We were more than excited, and privileged, to write something on the walls of this abandoned-house-turned-into-gallery. Good thing I had some pens in hand. It would have been better if we had a permanent marker though. Visitors like us got to participate in the creation of art in this part of the village. How cool is that!
Gamcheon Graffiti Gallery - leaving our permanent mark (legally!) in this historical village

Our Village Gamcheon by Jin Young Seob
"the many houses which look similar but are different resemble people,
and we can sense a feeling of unity within diversity"
After spending two and a half hours at the village, admiring the views of the village and being amazed by innumerable creative works of art, we were just left with the Community Center Gam-neh-eo-ul-teo to look for. We were hopeful and couldn't wait to get our final postcard. Unfortunately, we got lost somewhere in the village even after asking for directions from some of the residents. Then it started to rain - heavily. We didn't have any umbrellas with us so we had to look for shelter. We found ourselves with other tourists who seem to have lost their way, too. Some of them still had a lot of places with no stamps, surprisingly, because they were already at the far end of the village. We tried to give some of them directions back to the village leading them to the closest place in the map but it was a bit of a challenge considering we weren't speaking the same language.

We realized the rain wasn't going to stop anytime soon. When it subsided, we decided to walk under the rain, taking shelter from some of the houses and shops we passed by. It turned out we were already "out of range" since we couldn't see where we were at the map. There was no way we were going to find the last place in that weather. Although I could pin point in the map where our final destination was, getting to it proved to be a challenge since we didn't know exactly where we were. We were wondering how we could have gotten lost just like that when we were in the heart of the village a few minutes back. We checked our watches and it was almost 5pm. We would have to leave the village by then. We decided we had to make our way to the main road and just head back to Jagalchi, giving up on the hunt, even though it pains us to go home unsuccessful.
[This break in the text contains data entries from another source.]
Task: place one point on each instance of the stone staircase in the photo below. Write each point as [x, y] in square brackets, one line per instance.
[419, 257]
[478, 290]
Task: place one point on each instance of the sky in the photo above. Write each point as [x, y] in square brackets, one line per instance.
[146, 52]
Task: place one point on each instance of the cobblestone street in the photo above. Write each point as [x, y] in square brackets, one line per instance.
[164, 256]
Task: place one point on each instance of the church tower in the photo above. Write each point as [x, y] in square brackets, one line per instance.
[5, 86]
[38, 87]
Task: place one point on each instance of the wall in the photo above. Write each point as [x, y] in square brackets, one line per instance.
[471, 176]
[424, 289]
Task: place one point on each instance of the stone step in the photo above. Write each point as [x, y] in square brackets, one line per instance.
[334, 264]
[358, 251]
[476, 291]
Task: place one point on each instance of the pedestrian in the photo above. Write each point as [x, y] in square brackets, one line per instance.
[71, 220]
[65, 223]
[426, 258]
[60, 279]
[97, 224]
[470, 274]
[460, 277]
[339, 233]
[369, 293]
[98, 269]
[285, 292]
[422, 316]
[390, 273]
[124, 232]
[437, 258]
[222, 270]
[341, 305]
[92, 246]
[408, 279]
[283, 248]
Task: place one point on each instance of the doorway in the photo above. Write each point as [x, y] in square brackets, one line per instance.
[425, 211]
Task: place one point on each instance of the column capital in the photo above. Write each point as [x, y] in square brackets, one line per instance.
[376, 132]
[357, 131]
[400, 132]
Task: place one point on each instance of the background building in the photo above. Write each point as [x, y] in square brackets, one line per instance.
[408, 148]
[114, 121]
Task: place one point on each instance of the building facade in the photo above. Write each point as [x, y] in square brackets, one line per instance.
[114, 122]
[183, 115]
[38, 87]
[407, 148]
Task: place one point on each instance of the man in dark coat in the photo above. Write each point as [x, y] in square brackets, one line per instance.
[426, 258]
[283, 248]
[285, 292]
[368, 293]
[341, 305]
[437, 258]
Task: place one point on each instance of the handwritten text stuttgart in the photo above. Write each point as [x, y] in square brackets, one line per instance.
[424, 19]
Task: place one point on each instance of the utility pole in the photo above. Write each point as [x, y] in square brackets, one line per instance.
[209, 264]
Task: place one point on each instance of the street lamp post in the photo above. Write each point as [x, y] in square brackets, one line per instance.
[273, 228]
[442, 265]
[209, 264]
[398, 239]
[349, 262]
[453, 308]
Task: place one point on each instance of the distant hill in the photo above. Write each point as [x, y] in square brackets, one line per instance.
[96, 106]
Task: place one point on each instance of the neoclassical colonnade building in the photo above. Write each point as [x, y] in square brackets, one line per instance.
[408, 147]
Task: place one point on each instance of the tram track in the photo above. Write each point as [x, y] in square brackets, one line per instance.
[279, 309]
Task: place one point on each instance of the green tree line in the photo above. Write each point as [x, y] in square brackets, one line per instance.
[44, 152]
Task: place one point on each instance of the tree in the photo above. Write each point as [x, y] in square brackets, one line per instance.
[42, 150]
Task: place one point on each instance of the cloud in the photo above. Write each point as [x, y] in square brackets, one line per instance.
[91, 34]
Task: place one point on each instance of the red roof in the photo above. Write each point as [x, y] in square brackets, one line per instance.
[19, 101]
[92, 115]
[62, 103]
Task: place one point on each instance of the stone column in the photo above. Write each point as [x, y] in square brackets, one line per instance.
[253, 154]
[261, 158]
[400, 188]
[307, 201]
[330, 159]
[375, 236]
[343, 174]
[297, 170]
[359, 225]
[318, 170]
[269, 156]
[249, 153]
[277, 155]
It was very disappointing not to be able to finish the challenge knowing we did very well in the beginning. We bought ourselves umbrellas in one of the shops (thank goodness they were selling them) and looked for the way to the main road. Hunt was over, at least on this trip. We will be coming back to finally be able to complete the list and claim our final post card. We will be more experienced then. Maybe we could even beat our time. Till then we have to just take good care of the memorabilia (post cards, map, pictures) and treasure the memories and the adventure we've had at Gamcheon Village.

Travel tips:
  • Directions: Go to Jagalchi Station and take exit 1. Wait for bus number 2 or 2-2 in front of GS25 shop. Get off at Gamcheon Elementary School stop (approximately 20mins travel time).
  • Opening hours: 9am to 5pm
  • Buy the map and challenge yourselves to a treasure hunt! (2,000 won)
  • Bring an umbrella (even during summer) in case it rains
  • Have a good sense of direction and lots of patience. You will get lost, trust me.